The Woman who Broke Men's and Women's Records
You may never have heard of this woman, unless you are British
aged 50 plus, or a cycling enthusiast. She raced in all forms of
cycle racing, but her speciality was in time trialing. In British
cycling this is where you cycle against the clock travelling half
the distance one way and the other distance in the opposite
direction to offset the effects of wind and hills. In this event,
she was totally dominant over any woman and regularly beat the
leading male proponents.
An Incredible Victory
Famously in 1967 she overtook Mike McNamara, the eventual winner
of the Men's race after starting one minute later! McNamara broke
the men's British record in this race and she had beaten him! The
event, by the way, was the 12 hour time trial. Essentially,
whoever cycles the most in 12 hours wins. Beryl had managed to
chalk up 277.25 miles, at an average speed of over 23.1 m.p.h.
This record wasn't broken by a man for 2 years and has still not
be broken by any woman. That is a record which has lasted 45
years! Very few records last that long-by way of example, the
oldest men's world record in track and field is 26 years set by
Jürgen Schult in 1986. Changes in Sports science, nutrition and
technology, particularly in cycling have been great since 1967.
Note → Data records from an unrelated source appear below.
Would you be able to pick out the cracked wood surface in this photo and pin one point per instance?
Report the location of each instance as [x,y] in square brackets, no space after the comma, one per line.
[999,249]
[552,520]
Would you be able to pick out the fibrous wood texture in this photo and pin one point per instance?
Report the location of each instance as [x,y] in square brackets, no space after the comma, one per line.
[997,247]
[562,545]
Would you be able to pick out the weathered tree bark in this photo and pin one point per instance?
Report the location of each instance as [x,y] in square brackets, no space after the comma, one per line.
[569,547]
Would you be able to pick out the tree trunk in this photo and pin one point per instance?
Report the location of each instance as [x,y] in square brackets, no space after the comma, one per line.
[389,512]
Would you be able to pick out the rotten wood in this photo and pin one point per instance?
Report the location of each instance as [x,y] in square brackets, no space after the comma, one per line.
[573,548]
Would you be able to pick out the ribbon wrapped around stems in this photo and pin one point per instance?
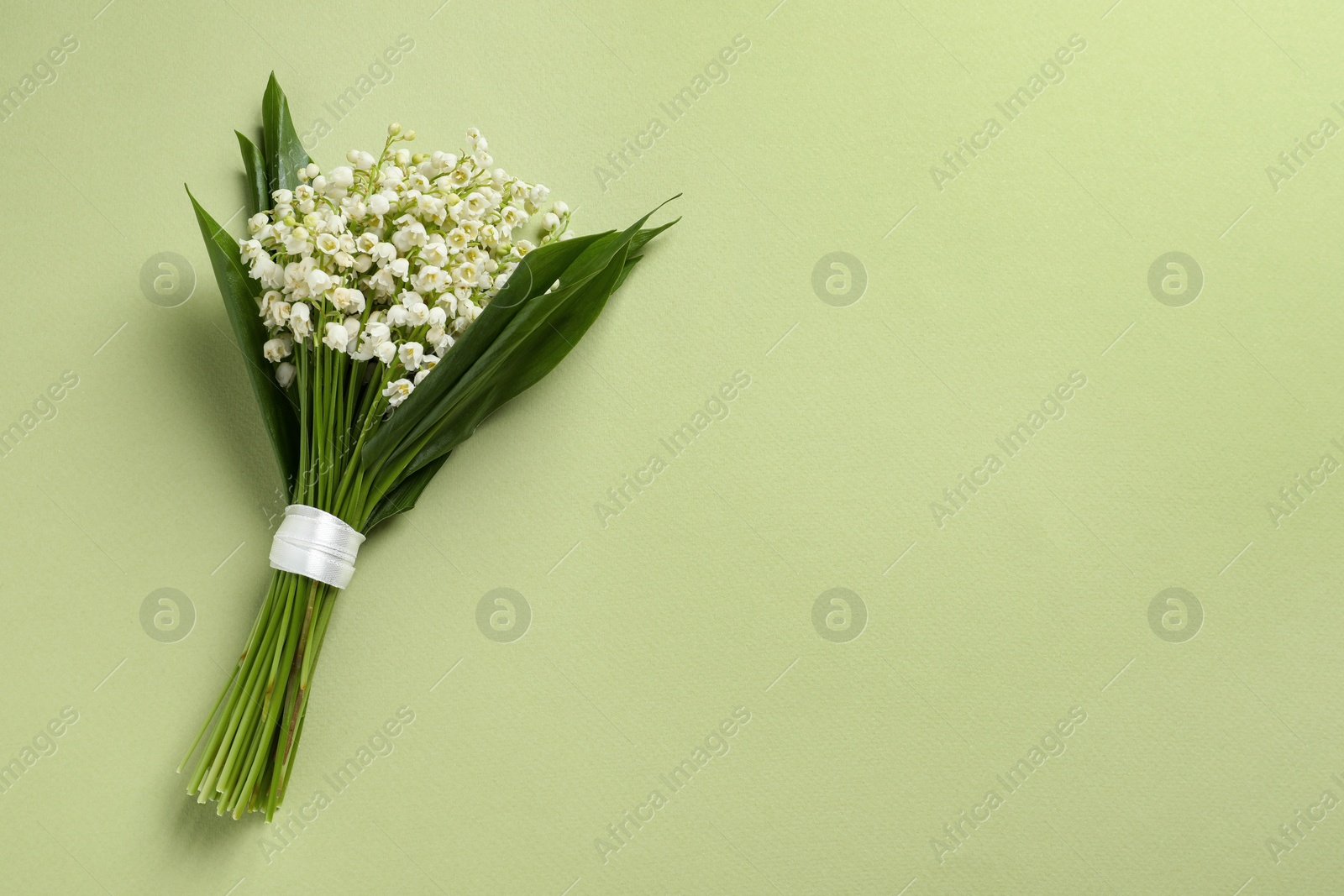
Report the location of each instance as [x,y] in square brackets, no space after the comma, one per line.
[316,544]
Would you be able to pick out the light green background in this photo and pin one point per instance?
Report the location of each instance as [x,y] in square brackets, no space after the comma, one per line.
[698,600]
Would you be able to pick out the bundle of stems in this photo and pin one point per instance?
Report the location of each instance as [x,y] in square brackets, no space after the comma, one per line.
[360,417]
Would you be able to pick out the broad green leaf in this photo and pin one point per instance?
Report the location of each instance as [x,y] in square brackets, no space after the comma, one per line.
[259,197]
[403,496]
[241,293]
[286,154]
[589,265]
[523,358]
[533,277]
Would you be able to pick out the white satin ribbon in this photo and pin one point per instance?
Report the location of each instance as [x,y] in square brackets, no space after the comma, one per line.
[318,544]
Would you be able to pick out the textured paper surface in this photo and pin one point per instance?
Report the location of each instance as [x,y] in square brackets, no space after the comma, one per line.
[981,282]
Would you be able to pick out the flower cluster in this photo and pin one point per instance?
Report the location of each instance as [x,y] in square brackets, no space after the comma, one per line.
[389,259]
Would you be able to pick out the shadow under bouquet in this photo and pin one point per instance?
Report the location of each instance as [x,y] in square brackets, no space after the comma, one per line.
[383,308]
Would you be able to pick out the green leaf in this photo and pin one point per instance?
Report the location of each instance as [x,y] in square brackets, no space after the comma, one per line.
[403,496]
[241,293]
[286,154]
[257,194]
[595,258]
[533,277]
[523,358]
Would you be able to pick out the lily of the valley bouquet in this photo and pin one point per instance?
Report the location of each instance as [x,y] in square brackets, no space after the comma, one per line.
[385,308]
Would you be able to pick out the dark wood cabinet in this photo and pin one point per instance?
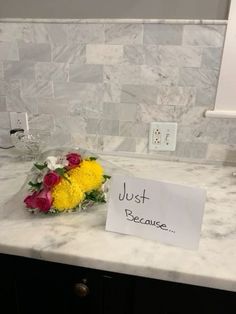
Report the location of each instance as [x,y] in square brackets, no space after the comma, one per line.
[32,286]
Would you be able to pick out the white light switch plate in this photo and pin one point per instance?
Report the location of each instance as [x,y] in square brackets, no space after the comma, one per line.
[162,136]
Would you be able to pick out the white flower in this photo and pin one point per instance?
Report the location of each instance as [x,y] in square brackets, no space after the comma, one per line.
[56,162]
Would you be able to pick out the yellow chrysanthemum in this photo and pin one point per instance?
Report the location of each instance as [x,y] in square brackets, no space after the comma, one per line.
[89,175]
[67,195]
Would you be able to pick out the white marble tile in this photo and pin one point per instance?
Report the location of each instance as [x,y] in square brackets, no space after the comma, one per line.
[221,152]
[5,139]
[139,94]
[232,136]
[211,58]
[153,112]
[179,56]
[19,70]
[122,111]
[151,54]
[36,88]
[9,51]
[55,107]
[200,78]
[9,87]
[206,96]
[86,33]
[176,96]
[47,33]
[35,52]
[134,54]
[191,150]
[71,123]
[112,92]
[134,129]
[162,34]
[141,145]
[59,138]
[189,115]
[83,93]
[2,103]
[116,144]
[69,53]
[104,54]
[124,33]
[204,35]
[1,71]
[11,32]
[49,71]
[152,75]
[122,74]
[15,102]
[103,127]
[86,110]
[41,122]
[86,73]
[85,142]
[4,120]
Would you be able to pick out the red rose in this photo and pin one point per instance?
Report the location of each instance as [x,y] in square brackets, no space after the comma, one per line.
[43,200]
[51,179]
[74,159]
[30,200]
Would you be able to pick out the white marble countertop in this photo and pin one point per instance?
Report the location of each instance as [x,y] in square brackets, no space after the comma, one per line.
[80,238]
[114,21]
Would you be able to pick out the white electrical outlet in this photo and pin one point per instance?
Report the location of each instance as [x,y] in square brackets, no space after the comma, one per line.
[19,120]
[162,136]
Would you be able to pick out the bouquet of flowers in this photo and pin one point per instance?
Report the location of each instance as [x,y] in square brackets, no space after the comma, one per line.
[66,183]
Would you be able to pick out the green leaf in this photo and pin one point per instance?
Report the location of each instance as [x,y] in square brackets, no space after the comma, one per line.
[35,186]
[61,172]
[92,158]
[96,196]
[40,166]
[105,176]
She also set over 50 new national records at 10, 15, 25, 30, 50
and 100-mile distances; her 10, 25 and 50-mile records each lasted
20 years before being broken, her 100-mile record lasted 28 years.
As well as time-trialling, she was also the women’s world road
race championship in 1960 and 1967. On the track she was the
individual pursuit world champion five times (1959, 1960, 1962,
1963 and 1966). Women's cycling was not introduced until she
reached the age of 47. She would undoubtedly have gained many gold
medals if this had occurred when she was still young.
Beryl Burton always remained an amateur, despite being offered
professional contracts. She was steadfastly working-class,
spending her days in the fields as a farm labourer, often doing 12
hour shifts followed by 40 mile training runs on her bike.
Unfortunately, she had a chronic medical condition, having
contracted rheumatic fever at the age of 12. Doctors had told her
to not over exert herself! Sadly, the condition finally overcame
her. Whilst out on her bike delivering invitations for her 59th
birthday party she collapsed and died.
Beryl Burton, a true working-class hero, I salute you!